Hacking around on the keyboard and sending the curser on long journeys using a computer mouse – this can be a sign of stress in everyday working life. According to a Swiss study, typing on the keyboard and moving a mouse can better indicate how stressed a person feels than the heart rate otherwise measured for stress proofs. Mathematicians Mara Nägelin and colleagues from the Swiss Federal Institute of Technology (ETH) Zurich present their results in the journal "Cell".

"If you are stressed, you move the mouse pointer more often and less accurately and travel longer distances on the screen. Relaxed people, on the other hand, reach their destination on shorter, more direct routes and take more time," says Nägelin. Stressed people made more typing mistakes and they wrote more choppy, with many short pauses. Relaxed people took fewer, but longer breaks when writing. How can the link between stress and typing and mouse behavior be explained? "Increased stress negatively affects our brain's ability to process information. This also affects our motor skills," said psychologist and co-author Jasmine Kerr (also ETH).

Typing and mouse behavior show stress better than heart rates

The psychiatrist and stress researcher Mazda Adli, chief physician of the Fliedner Klinik Berlin, described the methodology of the study as groundbreaking. "This is an interesting approach to the investigation of individual stress susceptibility," he told the German Press Agency. "In the future, the method could be used to investigate for oneself how susceptible to stress and faults one is under certain external conditions, then change something in the environment and see whether the susceptibility to stress has changed." He was not involved in the study.

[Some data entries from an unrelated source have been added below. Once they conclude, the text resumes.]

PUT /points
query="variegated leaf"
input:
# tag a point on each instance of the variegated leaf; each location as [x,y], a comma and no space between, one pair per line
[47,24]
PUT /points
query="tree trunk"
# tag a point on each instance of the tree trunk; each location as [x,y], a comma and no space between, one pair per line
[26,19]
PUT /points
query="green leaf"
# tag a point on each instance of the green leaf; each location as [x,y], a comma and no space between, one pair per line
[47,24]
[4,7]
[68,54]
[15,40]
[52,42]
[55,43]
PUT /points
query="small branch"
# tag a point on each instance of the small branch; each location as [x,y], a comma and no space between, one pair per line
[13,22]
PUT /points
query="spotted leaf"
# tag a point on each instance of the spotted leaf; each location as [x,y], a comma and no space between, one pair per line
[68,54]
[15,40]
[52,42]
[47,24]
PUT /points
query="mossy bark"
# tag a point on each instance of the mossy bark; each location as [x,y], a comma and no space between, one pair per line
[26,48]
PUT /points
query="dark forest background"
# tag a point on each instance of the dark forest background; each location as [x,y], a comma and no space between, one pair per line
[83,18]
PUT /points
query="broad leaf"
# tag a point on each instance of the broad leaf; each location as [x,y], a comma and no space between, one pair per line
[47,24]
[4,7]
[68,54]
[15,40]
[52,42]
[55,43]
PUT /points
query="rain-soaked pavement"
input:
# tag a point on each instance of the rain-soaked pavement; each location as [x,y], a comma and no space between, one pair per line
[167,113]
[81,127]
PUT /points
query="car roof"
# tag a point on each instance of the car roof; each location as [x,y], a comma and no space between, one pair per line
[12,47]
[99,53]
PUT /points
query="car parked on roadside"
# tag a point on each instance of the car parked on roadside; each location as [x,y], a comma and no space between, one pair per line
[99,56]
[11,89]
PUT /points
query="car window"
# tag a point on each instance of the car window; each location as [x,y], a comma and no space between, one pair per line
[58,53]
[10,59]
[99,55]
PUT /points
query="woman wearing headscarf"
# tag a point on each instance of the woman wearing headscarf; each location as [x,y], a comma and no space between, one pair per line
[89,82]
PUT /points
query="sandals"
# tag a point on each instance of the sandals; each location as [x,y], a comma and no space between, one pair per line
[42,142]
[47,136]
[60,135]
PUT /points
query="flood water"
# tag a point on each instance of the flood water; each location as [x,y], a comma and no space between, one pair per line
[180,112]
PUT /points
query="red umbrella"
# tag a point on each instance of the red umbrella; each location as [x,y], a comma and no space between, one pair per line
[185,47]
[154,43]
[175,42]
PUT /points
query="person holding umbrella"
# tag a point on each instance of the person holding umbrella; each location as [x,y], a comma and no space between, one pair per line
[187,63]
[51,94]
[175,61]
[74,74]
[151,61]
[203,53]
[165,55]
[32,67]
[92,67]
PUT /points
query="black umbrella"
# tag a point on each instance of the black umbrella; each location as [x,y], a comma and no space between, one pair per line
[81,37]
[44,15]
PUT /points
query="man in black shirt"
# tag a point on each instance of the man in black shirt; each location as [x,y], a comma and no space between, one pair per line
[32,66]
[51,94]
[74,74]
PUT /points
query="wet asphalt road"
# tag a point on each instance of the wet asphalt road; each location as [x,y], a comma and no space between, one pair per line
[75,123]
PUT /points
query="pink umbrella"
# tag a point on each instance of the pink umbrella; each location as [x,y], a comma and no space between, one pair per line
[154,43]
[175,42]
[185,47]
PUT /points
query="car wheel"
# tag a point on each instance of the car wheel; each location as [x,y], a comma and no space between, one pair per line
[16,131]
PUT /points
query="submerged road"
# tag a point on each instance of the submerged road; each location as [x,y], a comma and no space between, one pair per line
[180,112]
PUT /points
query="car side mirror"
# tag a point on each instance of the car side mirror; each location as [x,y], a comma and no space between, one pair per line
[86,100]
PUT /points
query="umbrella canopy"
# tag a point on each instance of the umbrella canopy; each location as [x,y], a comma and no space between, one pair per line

Mouse and keyboard behavior as well as heart rates of 90 people were recorded. All of them completed realistic office tasks in the laboratory. Some remained undisturbed, others also went through a job interview or constantly received new chat messages. The scientists used machine learning and asked people about their perception of stress. "We were surprised that typing and mouse behavior predicts how stressed subjects feel better than heart rate," says Nägelin.

In everyday working life, many people felt distracted by constantly new emails, chat messages or phone calls, Adli said. "Distractibility triggers stress." Then it makes sense to shield yourself against disturbing stimuli: for example, read e-mails only every two hours, signal if you do not want to be disturbed, or take regular breaks. Adli points out that not all stress is negative. A public lecture or competition can create a peak of stress that can be stimulating and provide good performance or even a pleasant feeling. It becomes problematic when stress peaks do not subside and those affected can no longer recover from them.

Whether stress detection according to the ETH model makes sense in the workplace, for example to prevent damage to health, is a delicate question. "We want to help workers detect stress early, not create a monitoring tool for companies," Kerr said. Adli can imagine the use more for his own assessment. From an occupational medical point of view, an assignment would only be conceivable under absolute anonymity, according to Adli.